Executive Summary
- Alon Tal, VP Corporate Development and Investor Relations at ZutaCore pens an article on how power pressure is reshaping AI infrastructure decisions; AI infrastructure is already in a power-constrained environment, but with the recent geopolitical tension, it has sharpened the grid access challenge.
- With electricity consumption from data centres set to double by 2030, energy planning has become central to AI infrastructure strategy.
- In a market this power-constrained, every wasted watt carries a cost; the next phase of buildout will depend on how much useful compute operators can draw from the energy available to them.
Access to power is now one of the main constraints shaping AI infrastructure. Demand for compute has not softened and pressure to add capacity remains intense, but power is becoming harder to secure.
That pressure was already evident before the latest escalation in the Middle East. AI infrastructure was operating in a power-constrained environment, with grid access influencing where capacity could be built and how quickly. Recent geopolitical tension has sharpened that challenge, adding uncertainty to energy markets and reinforcing how closely power availability is tied to AI buildout plans.
At the same time, AI workloads are changing the demands placed on the facility around the server. Higher-density chips use more power and generate more heat, increasing pressure on cooling infrastructure. Power delivery and heat removal now need to be planned together, with weakness in either area slowing deployment or weakening the commercial case.
Power is setting the pace
Data centre growth was once framed around land, fibre and connectivity, but power now leads the conversation. A site that cannot secure enough megawatts may never move beyond the planning stage. And even when power is available, excess overhead can erode the economics AI customers expect.
Projected demand explains why this issue has become so urgent. The International Energy Agency has said electricity consumption from data centres is set to double by 2030, with power use from AI-focused data centres expected to rise even faster. Goldman Sachs Research has forecast that data centre power demand could increase by 165% by the end of the decade compared with 2023.
Together, those figures point to a market where energy planning has become central to AI infrastructure strategy. Cost and energy input remain core considerations, but recent events have made the issue more immediate.

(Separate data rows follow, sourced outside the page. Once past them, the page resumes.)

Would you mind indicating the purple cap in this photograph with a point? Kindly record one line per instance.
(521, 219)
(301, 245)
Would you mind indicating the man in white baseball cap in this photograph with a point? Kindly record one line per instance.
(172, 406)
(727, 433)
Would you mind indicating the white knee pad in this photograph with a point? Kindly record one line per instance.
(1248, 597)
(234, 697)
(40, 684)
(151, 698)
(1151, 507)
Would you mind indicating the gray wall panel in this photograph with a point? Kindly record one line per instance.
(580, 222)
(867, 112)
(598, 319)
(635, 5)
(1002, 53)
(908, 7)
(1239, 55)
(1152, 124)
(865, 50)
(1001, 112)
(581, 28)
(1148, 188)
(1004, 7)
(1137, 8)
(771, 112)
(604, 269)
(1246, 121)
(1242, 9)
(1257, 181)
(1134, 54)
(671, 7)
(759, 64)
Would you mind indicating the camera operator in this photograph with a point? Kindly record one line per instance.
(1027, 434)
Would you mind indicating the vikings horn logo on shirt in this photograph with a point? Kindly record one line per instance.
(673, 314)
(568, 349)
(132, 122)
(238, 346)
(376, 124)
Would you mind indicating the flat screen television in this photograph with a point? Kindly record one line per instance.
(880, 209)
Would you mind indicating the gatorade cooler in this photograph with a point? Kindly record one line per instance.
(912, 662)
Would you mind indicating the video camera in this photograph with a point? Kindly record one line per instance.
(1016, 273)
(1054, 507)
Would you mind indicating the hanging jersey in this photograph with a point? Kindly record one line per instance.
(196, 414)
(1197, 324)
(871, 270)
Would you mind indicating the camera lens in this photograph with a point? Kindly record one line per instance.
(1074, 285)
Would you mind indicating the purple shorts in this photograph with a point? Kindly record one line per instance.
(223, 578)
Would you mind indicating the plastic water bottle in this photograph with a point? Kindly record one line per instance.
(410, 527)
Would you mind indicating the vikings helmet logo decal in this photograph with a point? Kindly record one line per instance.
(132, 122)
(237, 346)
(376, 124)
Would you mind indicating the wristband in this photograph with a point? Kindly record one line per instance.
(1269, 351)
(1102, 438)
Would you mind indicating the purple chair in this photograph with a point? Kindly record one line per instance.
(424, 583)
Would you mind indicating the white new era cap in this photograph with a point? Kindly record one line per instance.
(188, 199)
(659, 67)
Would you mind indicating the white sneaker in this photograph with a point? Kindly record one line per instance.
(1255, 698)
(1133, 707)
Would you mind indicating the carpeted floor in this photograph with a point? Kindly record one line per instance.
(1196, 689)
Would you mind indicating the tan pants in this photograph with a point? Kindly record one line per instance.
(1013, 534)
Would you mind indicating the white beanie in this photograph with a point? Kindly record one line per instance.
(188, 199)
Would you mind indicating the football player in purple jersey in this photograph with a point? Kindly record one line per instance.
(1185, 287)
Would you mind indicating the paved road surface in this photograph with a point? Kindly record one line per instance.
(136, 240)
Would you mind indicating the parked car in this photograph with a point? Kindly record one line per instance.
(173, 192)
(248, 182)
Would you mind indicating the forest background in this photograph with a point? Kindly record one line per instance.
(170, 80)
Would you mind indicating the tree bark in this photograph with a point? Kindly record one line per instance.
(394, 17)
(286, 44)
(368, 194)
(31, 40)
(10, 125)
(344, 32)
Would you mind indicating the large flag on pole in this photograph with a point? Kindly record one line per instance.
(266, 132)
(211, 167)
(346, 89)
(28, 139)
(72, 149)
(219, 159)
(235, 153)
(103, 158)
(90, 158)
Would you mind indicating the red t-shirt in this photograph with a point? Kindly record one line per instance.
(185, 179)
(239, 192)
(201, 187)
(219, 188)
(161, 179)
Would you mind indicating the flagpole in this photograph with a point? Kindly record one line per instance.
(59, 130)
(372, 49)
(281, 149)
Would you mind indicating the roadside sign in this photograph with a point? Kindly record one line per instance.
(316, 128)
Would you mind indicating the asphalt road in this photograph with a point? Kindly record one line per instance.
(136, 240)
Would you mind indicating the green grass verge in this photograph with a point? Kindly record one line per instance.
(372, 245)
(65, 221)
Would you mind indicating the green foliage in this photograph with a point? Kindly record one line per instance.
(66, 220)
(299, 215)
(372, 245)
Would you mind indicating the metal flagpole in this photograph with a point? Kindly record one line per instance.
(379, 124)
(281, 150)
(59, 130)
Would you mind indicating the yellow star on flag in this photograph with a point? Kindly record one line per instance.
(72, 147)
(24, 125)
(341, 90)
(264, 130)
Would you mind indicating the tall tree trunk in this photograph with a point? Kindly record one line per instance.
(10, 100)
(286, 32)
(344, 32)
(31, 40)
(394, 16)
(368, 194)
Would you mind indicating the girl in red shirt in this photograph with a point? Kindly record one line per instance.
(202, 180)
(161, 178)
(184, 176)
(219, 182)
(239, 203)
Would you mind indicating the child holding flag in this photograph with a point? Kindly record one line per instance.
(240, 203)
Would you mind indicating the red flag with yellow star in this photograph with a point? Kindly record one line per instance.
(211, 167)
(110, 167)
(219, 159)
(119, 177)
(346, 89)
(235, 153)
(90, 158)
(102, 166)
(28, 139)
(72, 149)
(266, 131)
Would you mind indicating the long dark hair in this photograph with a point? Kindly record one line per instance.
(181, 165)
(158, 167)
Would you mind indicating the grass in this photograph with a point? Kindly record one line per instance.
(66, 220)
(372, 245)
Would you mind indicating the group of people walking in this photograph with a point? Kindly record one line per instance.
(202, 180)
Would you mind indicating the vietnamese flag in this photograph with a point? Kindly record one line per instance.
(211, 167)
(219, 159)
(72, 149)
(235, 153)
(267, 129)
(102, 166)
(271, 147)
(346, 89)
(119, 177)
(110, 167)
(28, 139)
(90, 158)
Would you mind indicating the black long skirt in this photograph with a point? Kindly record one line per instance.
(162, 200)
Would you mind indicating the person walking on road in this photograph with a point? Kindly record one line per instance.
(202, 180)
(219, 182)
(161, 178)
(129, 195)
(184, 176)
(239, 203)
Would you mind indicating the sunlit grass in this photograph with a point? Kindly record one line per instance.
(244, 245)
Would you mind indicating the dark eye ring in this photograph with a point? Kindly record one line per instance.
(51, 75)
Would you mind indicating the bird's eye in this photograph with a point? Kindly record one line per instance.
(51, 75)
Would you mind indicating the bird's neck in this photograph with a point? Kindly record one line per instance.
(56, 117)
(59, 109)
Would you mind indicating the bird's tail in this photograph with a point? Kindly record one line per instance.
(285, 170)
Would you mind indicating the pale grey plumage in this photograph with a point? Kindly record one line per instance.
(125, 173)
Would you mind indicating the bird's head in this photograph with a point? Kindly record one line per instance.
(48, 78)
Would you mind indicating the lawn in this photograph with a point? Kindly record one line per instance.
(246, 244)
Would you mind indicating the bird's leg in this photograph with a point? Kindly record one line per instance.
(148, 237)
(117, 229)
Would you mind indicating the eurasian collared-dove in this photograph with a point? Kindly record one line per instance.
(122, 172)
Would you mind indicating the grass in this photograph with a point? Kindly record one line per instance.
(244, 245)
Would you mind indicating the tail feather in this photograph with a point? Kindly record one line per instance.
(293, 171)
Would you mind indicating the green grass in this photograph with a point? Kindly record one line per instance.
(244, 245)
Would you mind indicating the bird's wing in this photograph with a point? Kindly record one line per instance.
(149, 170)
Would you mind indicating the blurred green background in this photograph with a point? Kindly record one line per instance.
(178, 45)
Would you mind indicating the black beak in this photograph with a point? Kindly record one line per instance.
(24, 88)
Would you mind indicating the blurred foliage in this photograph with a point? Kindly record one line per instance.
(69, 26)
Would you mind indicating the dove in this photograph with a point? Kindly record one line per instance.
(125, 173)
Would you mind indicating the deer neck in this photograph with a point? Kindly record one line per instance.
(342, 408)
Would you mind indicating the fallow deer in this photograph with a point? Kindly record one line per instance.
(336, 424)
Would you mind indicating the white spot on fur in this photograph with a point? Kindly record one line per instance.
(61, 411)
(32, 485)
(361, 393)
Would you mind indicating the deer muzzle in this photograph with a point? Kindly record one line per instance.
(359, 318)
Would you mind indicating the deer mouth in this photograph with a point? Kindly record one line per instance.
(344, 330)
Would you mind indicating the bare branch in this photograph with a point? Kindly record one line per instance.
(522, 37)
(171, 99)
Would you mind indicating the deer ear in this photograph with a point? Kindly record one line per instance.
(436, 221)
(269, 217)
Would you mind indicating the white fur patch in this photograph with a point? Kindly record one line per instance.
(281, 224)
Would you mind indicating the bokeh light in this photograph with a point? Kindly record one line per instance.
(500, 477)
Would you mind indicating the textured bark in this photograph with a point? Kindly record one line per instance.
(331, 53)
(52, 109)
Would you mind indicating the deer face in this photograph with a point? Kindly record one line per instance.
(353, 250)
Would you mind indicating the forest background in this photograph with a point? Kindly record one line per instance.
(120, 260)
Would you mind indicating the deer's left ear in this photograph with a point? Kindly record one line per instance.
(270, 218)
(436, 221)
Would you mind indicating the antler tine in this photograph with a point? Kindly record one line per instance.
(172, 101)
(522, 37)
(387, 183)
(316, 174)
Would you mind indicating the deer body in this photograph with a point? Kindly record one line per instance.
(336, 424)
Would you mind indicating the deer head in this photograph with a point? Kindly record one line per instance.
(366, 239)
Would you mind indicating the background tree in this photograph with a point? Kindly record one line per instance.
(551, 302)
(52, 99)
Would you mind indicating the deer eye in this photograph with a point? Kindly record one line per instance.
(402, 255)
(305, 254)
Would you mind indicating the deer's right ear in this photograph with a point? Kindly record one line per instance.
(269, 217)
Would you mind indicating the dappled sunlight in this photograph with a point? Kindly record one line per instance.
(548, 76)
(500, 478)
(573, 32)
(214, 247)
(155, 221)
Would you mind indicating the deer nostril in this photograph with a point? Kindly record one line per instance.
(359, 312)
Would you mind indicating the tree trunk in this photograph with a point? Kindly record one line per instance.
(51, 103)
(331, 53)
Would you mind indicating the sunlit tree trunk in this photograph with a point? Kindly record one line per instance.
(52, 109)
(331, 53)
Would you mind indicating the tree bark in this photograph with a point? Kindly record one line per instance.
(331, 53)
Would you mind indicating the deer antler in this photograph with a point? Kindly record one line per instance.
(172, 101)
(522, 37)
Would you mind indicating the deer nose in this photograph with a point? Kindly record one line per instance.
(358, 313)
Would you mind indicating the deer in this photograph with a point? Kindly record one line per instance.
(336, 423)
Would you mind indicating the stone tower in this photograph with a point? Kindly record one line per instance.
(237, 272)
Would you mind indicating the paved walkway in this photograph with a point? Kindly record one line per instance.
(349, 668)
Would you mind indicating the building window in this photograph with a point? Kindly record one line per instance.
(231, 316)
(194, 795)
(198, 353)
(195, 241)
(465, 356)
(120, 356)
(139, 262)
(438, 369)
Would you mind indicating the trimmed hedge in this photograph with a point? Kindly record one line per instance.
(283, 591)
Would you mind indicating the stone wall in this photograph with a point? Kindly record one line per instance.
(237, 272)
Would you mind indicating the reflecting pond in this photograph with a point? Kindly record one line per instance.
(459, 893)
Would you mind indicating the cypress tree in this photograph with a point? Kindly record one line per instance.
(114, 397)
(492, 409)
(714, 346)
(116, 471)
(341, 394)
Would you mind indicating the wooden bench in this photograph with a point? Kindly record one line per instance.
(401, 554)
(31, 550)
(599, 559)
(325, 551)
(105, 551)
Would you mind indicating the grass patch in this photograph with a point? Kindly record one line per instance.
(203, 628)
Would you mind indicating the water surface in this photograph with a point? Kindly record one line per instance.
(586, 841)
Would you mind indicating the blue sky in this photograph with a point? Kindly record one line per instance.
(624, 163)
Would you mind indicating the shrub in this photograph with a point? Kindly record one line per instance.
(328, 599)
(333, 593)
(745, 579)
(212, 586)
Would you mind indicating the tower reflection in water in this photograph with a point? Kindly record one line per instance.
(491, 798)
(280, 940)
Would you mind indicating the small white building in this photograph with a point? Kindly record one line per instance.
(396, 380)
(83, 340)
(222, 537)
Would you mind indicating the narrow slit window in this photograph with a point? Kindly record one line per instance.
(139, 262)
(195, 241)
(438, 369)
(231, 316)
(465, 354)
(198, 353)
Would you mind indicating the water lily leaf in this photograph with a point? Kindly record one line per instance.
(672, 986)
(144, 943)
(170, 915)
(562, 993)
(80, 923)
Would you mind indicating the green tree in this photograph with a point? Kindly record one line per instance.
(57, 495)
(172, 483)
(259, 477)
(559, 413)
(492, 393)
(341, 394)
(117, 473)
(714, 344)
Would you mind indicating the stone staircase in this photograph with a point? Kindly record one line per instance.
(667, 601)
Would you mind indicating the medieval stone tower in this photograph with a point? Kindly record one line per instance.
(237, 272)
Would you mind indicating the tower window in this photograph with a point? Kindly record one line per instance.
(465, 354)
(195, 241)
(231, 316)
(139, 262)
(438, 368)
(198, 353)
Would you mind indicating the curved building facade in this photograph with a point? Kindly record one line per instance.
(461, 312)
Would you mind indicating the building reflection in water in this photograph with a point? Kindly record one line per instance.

Increasingly, the question is how much compute a facility can deliver for the money and power it consumes.
Power usage effectiveness (PUE) remains a useful measure of that performance because it shows how much power reaches IT equipment and how much is lost to supporting systems. The closer a facility gets to using its energy for compute rather than overhead, the stronger its operating position becomes. When energy prices move quickly, that efficiency directly affects total cost of ownership and long-term resilience.
Cooling belongs in the power equation
This is why cooling now belongs in the same planning conversation as grid access. Securing power is only part of the challenge; a data centre also has to remove the heat high-density chips create. If the cooling approach adds too much energy overhead or limits rack density, it reduces the useful compute the site can support.
That challenge becomes harder as chip densities rise. Heat inside AI servers is increasingly difficult to remove with conventional air-based systems alone, and for the highest-powered silicon, direct-to-chip liquid cooling is no longer simply an option but a requirement. By removing heat closer to the processor, it can support denser configurations and reduce energy overhead. Its value is commercial as much as technical, because better thermal management helps power go further and improves total cost of ownership.
Once liquid cooling becomes part of the answer, the choice of architecture matters. Water-based systems can handle higher heat loads than air, but they also raise concerns about leakage, corrosion and upkeep, as well as local water use. In AI environments where uptime and hardware protection are central to the business case, those trade-offs are becoming harder to ignore.
For the highest-powered silicon, waterless, two-phase, direct-to-chip cooling is the architecture that can meet the thermal and operational challenge at scale. Using a dielectric fluid at chip level allows heat to be removed efficiently while reducing risk near sensitive electronics. It also supports higher-density AI infrastructure, helping operators make better use of constrained power and reduce dependence on local water resources.
Resilience is also becoming part of the same calculation. Location decisions have always involved some assessment of regional stability, but recent geopolitical events have made that concern more immediate. As a result, supplier diversity and site strategy are likely to carry more weight, especially for facilities exposed to disruption or energy market volatility.
None of this means demand for AI infrastructure will fall away. The need for compute is too strong and the strategic importance of AI capacity is too high. Customers will still focus on the quality of the solution and the reliability of the path to scale, but they will do so with a sharper view of operational risk.
That shift will also change how technology providers are assessed. Buyers will look for evidence that systems can be delivered and scaled in conditions where power availability and supply chain risk are under pressure. In high-density AI environments, capacity promised on paper has little value unless the infrastructure can support live workloads and turn constrained power into usable compute.
AI infrastructure will continue to expand because demand has not gone away. The real question is whether facilities can secure enough power and use it efficiently enough to scale through uncertainty. In a power-constrained market, every wasted watt carries a cost, and the next phase of buildout will depend on how much useful compute operators can draw from the energy available.